Forecast of bigger harvests for planters in 2H
PETALING JAYA: Plantation companies are preparing for stronger harvests in the second half of this year (2H25), encouraged by improving weather conditions and a seasonal rise in yields, even as downstream margins remain under pressure, analysts say.
Industry players are banking on higher fresh fruit bunches (FFB) output and easing costs to support profitability in the months ahead.
According to Hong Leong Investment Bank Research (HLIB Research), despite downward revisions for FFB output for certain groups this year, planters remain optimistic of stronger output in 2H25, underpinned by more conducive weather and the seasonally higher cropping trend.
Among players that had lowered their FFB forecasts are Hap Seng Plantations Holdings Bhd
due to excessive rainfall that disrupted harvesting early this year.
HLIB Research added that costs are expected to decline later this year.

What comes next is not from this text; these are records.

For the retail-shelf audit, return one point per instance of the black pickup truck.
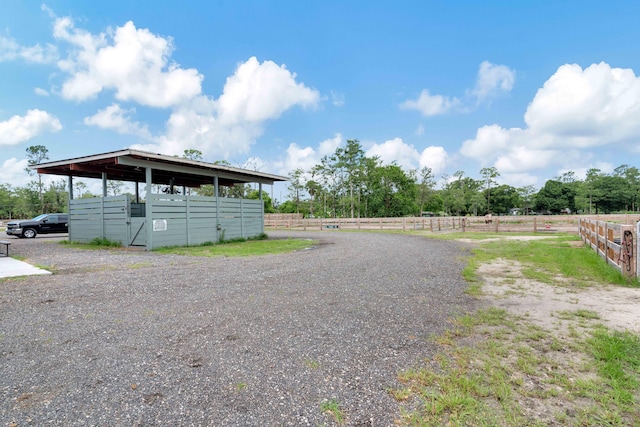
(42, 224)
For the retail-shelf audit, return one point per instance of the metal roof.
(129, 165)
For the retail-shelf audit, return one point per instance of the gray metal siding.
(190, 220)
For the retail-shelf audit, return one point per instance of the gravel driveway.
(124, 338)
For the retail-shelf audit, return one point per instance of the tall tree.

“CPO production cost is guided to ease further in 2H25, as the additional Employee Provident Fund contributions for foreign workers and the full impact of the minimum wage hike are expected to be offset by higher FFB output and relatively stable fertiliser prices versus 1H25,” the research house said.
While upstream prospects look positive, downstream activities remain a drag.
HLIB Research noted: “The subdued performance of the downstream segment is likely to persist into 2H25, weighed down by the levy differential between Malaysia and Indonesia, alongside overcapacity in Indonesia that continues to suppress refining margins, and elevated feedstock costs coupled with weak demand in the oleochemical sub segment.”
Year to date, crude palm oil (CPO) prices have averaged RM4,342 per tonne.
“We maintain our 2025 and 2026 CPO price assumptions at RM4,200 per tonne and RM4,050 per tonne, respectively, as the seasonally higher cropping trend is expected to cap prices in the near term,” said HLIB Research.
The research house reiterated its “neutral” stance on the sector, citing the lack of significant near-term CPO price re-rating catalysts.
For exposure, its top picks are Kuala Lumpur Kepong Bhd
(KLK), with a price target price of RM24.65, and SD Guthrie Bhd
at RM5.37.
Recent earnings reinforced the divergence between upstream and downstream operations.
HLIB Research highlighted that earnings of four out of seven planters under its coverage – Gen Plantations, Hap Seng, Jaya Tiasa Holdings Bhd
and IOI Corp Bhd
– met expectations, while KLK, SD Guthrie and TSH Resources came in above expectations.
Higher yields and firmer palm kernel prices buoyed upstream results across most players, though not all benefitted equally.
“Higher FFB output driven mainly by seasonally higher cropping pattern and more conducive weather condition in Sabah lifted most planters’ upstream earnings except for Hap Seng,” it said.
“During the quarter, Hap Seng’s earnings fell 23%, as higher FFB output was more than negated by lower CPO sales volume, lower realised palm product prices and higher CPO production costs arising from the minimum-wage hik),” it added.
The downstream side presented a mixed picture.
“Earnings at the downstream segment, on the other hand, were mixed, with KLK and SD Guthrie seeing improved contributions while Genting Plantations and IOI saw weaker contribution,” HLIB Research observed.
Three out of four integrated planters under its coverage reported weaker refining and oleochemical results due to thinner margins and soft demand.